Special cheers and commendations to director and cowriter James Ponsoldt for keeping things pruned and focused and making every scene seem necessary. The screenplay was co-written by Susan Burke, a recovering alcoholic who faced her issues in her late teens and early 20s, and so the film seems to know whereof it speaks. Speaking as a currently sober guy and the son of an alcoholic it passes the smell test and then some. Smashed deserves all the respect, admiration, ticket sales, downloads and Spirit Awards that the world can offer or part with.

With the exception of one “oh, come on!” moment, Smashed walks right in, sits right down and tells the truth about alcoholism in a way that feels like tight drama and a serious roll-on or roll-in. I would only add that as cleansing and righteous as telling the raw truth can feel, never confess your alcoholic sins to an employer…ever. Employers don’t want to know about your personal stuff so don’t even think about going there. Employers are not your friends. They are people to be served and satisfied and respected as far as it goes, but they always need to be played.

Do 20- and 30-somethings have alcohol issues that compare to the ones that 40-and-overs have? Probably, but I sure as hell never paid attention to whatever issues I might have had in my 20s and 30s. I just sipped and chugged and “ho-hoh”-ed along and didn’t give it a second thought. Then I was stopped by some very bad omens in the ’90s and that was the end of my vodka-and-lemonade-ing. And then it hit me that wine and beer had become a bit of a drag and they got the heave-ho last March.

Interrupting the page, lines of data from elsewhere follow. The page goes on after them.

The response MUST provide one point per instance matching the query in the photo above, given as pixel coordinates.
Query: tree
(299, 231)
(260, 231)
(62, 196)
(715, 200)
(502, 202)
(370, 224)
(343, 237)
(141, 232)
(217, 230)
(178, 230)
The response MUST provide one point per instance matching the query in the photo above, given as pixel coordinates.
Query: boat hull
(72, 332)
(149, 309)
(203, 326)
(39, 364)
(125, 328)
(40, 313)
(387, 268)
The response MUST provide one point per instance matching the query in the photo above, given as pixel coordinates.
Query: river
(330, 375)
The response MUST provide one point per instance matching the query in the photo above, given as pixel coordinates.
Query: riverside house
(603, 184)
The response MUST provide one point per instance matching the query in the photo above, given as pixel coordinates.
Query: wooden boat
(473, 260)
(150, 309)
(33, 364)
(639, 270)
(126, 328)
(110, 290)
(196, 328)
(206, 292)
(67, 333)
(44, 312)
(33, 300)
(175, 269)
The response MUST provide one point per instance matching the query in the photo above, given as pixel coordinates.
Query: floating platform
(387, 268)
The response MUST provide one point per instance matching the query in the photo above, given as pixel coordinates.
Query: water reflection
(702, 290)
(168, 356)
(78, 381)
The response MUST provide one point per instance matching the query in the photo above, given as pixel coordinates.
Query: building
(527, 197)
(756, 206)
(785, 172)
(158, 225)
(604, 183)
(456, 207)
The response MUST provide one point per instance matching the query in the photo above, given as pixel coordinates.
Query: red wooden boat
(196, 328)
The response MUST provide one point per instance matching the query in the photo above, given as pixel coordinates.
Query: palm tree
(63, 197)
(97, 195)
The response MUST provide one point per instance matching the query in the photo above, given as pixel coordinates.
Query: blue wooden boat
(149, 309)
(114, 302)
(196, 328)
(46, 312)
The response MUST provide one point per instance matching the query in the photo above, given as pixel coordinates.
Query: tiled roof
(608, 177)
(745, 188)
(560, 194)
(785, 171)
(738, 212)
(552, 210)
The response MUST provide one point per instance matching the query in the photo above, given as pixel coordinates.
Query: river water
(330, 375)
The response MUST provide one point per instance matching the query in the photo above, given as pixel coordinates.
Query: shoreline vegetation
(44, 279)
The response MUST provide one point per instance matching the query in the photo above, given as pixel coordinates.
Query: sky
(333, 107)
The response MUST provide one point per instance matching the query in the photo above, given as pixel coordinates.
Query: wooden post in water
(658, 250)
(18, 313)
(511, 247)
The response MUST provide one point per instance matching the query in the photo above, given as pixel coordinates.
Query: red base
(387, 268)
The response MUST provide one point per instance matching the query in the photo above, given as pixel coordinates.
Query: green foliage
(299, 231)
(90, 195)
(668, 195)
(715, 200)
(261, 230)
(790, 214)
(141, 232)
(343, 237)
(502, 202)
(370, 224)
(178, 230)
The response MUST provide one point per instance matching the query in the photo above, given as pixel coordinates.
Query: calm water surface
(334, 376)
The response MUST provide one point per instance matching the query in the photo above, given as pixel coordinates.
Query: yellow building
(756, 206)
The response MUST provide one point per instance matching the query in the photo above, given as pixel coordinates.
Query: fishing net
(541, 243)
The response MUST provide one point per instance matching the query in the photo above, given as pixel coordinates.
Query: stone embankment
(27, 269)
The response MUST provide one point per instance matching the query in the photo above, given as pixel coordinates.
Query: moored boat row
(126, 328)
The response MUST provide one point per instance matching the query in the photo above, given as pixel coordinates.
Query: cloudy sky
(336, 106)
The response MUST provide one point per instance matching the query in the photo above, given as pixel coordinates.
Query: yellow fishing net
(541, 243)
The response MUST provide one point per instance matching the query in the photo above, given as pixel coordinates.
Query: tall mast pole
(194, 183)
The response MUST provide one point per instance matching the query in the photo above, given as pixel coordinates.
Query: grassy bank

I was indifferent to Winstead in Scott Pilgrim vs. The World (a movie that I did everything in my power to wound if not kill) and I barely remember her from Death Proof, but she settles in, plants her feet and delivers the plain goods here. Her performance is more in the realm of seriously rooted and convincing than drop-dead, Oscar-assured wowser, but she’s obviously upped her game. If Winstead is smart she’ll never go back to being a geek pixie-fantasy girl. Well, she can, but it’ll be a comedown now that she’s achieved a kind of career peak.

Cheers also to costars Nick Offerman, Octavia Spencer, Mary Kay Place and Megan Mullally (whose reaction to Winstead’s honesty in an end-of-act-two scene is the basis of my “oh, come on!” reaction).

I also quite liked that Smashed runs only 80 minutes., and yet it doesn’t feel in the least bit truncated or abbreviated. It actually has a sense of story-telling discipline….imagine!

Incidentally: It was mentioned last night that Glenn Gordon Caron‘s Clean and Sober (’88) is also a coping-with-addiction drama involving a romantically-lined couple, but that was about cocaine and largely about rehab.